安平町議会定例会が23日開会し、4月の町長選で再選を果たした及川秀一郎町長が、2期目の向こう4年間の町政執行方針を述べた。及川町長は胆振東部地震からの復興、新型コロナウイルス感染症対策を最優先とし、「誰一人取り残さず、この町で暮らしてよかったと思えるまちづくりを目指し、町民の皆さまと共に取り組んでいく覚悟。与えられた使命と責任の重さを再認識し、全力で町政運営に取り組んでいく」と力を込めた。
最重要政策として掲げたのは▽未来へつながる復興と人口確保対策の展開▽新型コロナ感染症に対応した取り組みの展開▽暮らしの向上に向けた官民連携による取り組みの推進。

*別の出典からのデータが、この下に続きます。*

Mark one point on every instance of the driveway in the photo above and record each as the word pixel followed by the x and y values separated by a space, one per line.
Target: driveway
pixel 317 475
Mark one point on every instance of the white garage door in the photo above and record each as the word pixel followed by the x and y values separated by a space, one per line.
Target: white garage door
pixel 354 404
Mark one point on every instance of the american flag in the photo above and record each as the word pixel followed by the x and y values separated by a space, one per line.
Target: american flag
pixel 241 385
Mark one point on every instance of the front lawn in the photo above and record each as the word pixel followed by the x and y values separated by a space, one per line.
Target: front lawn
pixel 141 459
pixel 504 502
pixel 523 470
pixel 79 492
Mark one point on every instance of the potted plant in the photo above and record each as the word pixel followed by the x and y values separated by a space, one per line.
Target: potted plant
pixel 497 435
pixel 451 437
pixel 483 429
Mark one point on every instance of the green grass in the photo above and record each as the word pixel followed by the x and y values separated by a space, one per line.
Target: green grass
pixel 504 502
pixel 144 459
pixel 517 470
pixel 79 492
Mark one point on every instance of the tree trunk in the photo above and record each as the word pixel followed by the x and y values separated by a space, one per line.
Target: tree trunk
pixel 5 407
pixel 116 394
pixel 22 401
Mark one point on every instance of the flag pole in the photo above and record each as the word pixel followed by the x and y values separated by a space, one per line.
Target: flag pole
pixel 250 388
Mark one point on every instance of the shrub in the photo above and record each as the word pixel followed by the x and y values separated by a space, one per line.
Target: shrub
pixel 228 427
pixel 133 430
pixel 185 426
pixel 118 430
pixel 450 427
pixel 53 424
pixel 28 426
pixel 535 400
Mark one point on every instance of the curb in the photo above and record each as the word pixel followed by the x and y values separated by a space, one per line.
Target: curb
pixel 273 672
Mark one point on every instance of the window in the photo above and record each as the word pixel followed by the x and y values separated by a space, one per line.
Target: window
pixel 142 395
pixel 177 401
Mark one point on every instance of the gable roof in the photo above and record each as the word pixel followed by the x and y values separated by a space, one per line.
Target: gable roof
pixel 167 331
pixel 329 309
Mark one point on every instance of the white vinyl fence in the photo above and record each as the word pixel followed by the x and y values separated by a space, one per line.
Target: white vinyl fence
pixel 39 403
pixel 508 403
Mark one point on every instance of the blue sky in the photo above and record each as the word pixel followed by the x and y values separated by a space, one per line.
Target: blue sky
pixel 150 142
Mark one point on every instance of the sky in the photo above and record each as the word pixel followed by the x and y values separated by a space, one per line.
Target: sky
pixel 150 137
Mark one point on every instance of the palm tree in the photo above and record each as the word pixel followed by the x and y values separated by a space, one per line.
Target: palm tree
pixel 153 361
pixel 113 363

このうち未来へつながる復興と人口確保対策の展開では、震災以降、真っ先に被災者の生活再建を進めたことで「復旧から復興、まちのさらなる発展を目指す時期に移行しつつある」としながらも、「真の復興への道のりは道半ば」と断言。いまだ生徒たちが仮設校舎で学習する早来中学校を、”復興のシンボル”と位置付ける小中一貫の義務教育学校「早来学園」として再建し、来春開校させる。また災害時の備えとして、平時は運動場・合宿施設機能を兼ね備えた施設として稼働させ、災害時は避難所として機能させるため、早来町民センターの大規模改修を行う。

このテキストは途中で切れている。